Русскому романтизму знакомы обе стадии процесса – и начальная и конечная; однако при этом он форсировал общее движение. Итоговые формы появлялись до того, как достигали расцвета формы начальные; промежуточные комкались или отпадали. На фоне западноевропейских литератур русский романтизм выглядел одновременно и как менее и как более романтичный: он уступал им в богатстве, разветвленности, широте общей картины, но превосходил в определенности некоторых конечных результатов.
Одна из первых попыток самосознания русского романтизма – трактат «О романтической поэзии» (1823) О. М. Сомова (1793—1833), прозаика, журналиста, критика, члена близкого декабристам Вольного общества любителей словесности, наук и художеств.
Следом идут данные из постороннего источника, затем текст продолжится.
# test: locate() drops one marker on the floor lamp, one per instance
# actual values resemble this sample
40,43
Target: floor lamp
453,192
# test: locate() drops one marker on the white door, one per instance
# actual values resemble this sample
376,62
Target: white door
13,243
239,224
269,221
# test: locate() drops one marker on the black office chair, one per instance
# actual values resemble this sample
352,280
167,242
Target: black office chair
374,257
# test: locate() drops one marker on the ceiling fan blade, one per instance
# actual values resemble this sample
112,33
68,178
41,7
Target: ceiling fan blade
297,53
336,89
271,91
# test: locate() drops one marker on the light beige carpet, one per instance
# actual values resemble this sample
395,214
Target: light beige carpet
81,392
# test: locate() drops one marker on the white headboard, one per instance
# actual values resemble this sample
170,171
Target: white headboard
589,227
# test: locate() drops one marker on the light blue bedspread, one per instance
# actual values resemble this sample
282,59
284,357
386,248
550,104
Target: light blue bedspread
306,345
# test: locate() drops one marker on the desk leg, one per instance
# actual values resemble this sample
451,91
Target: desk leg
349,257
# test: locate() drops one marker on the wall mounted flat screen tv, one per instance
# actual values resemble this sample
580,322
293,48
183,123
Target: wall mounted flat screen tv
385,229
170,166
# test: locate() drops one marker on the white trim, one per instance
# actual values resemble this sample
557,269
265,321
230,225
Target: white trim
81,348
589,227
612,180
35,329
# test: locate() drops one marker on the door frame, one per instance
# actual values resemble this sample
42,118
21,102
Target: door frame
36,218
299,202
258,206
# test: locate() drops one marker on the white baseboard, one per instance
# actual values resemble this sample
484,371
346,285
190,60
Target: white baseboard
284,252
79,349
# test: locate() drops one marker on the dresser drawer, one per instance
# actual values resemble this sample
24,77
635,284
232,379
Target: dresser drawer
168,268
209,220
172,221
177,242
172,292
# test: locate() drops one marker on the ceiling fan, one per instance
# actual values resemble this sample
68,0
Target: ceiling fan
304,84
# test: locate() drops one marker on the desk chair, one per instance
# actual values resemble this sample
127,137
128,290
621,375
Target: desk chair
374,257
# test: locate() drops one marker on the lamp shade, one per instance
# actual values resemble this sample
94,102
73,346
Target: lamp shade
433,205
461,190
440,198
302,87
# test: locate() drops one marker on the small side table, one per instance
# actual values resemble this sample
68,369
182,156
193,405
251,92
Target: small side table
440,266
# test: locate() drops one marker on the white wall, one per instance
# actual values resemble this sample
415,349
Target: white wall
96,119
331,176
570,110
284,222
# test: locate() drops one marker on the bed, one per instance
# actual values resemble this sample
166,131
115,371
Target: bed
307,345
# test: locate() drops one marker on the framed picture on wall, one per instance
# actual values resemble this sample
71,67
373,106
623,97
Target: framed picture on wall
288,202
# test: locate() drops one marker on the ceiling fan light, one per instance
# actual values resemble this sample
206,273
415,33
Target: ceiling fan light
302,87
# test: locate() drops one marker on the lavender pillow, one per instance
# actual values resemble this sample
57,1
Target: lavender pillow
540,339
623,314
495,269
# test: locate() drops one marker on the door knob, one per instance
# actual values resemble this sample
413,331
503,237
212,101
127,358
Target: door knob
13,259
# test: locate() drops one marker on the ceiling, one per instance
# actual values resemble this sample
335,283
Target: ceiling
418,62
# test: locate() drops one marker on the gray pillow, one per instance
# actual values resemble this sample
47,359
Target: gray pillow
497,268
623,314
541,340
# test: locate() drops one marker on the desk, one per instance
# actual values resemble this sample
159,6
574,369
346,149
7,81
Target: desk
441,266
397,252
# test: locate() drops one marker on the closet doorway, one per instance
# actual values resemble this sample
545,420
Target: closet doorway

С опозданием на десять лет Сомов ставит ту же задачу, что Жермена де Сталь в книге «О Германии» (1813), – обосновать превосходство нового типа искусства европейских народов – романтического – над античным типом – классическим – и его современным, но, увы, несвоевременным подражанием. В первых двух частях трактата, близко держась книги Сталь, перелагая ее важнейшие положения, Сомов говорит о западноевропейских литературах; в третьей части переходит к искомой романтической форме литературы русской. Эта форма мыслится им еще в духе самого полного национального единства. Разнообразные географические и этнографические зоны России, ее различные религии и мифологии (в том числе и магометанская, ибо в своем отечестве критик видит средоточие, «узел», связывающий западные традиции с восточными), наконец, различные исторические эпохи прошлого – все это слагаемые единого облика России и соответственно единой картины русской романтической поэзии, «неподражательной и независимой от преданий чуждых».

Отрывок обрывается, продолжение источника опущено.